There were no particularly good witnesses. No one had been seen entering or leaving the flat, despite the investigation team having interviewed dozens of people in the area. Nor were there any fingerprints which matched anyone on record, and no forensic evidence other than the DNA profiles on the semen. Low copy DNA — DNA left by a person merely touching objects — had been tested too, but this very expensive process had been inconclusive.
The DNA profiles from the semen were crucial, of course. But only when they could be matched to a particular individual. As with the fingerprints, no match could be made to anything currently held on record. That did not mean that the men who had left their semen did not have criminal records. It might just be that they had not been arrested recently enough to have provided a DNA sample for the database.
Henry knew that new DNA samples were continually being checked against the database of outstanding crimes, but it was a slow process which might or might not bear fruit.
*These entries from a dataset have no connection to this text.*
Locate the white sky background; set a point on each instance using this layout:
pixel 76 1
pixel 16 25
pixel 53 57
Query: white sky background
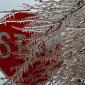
pixel 8 5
He felt he could not sit back and wait and hope that something of that sort happened.
Still cogitating, Henry mused that he was looking for a man who was quite powerful and very handy with his fists, which, together with the rim of the toilet bowl, had done a lot of damage to the prostitute’s face. It could be someone who had convictions for assaulting women, particularly hookers. It was an avenue that had been pursued in the original investigation. A lot of likely suspects had been pulled in and questioned without success. That was a line Henry intended to re-open and maybe fling the net more widely across the whole north-west region.
He bent down to the VCR and ejected the cassette. He would not have liked Kate or his daughters to see it by accident.
Perhaps the biggest hurdle faced by the murder squad had been that they had been unable to identify the victim. She was faceless and nameless. Either no one knew who she was, or they were not telling. No identification papers had been found in the flat and the landlord knew her only as Miss Smith. A media campaign, including an item on Crimewatch UK, produced no leads whatever. Her DNA, dental records and fingerprints were also dead ends. No one on the national missing persons register fitted her description.
Which was bloody amazing, Henry thought, because her age had been estimated at just fourteen.
No one had missed a fourteen-year-old girl. Fourteen. A prostitute. Now murdered. And nobody knew who the hell she was?
But Henry was not surprised. He had long since stopped being surprised at anything. He knew how ruthless and uncaring the world was.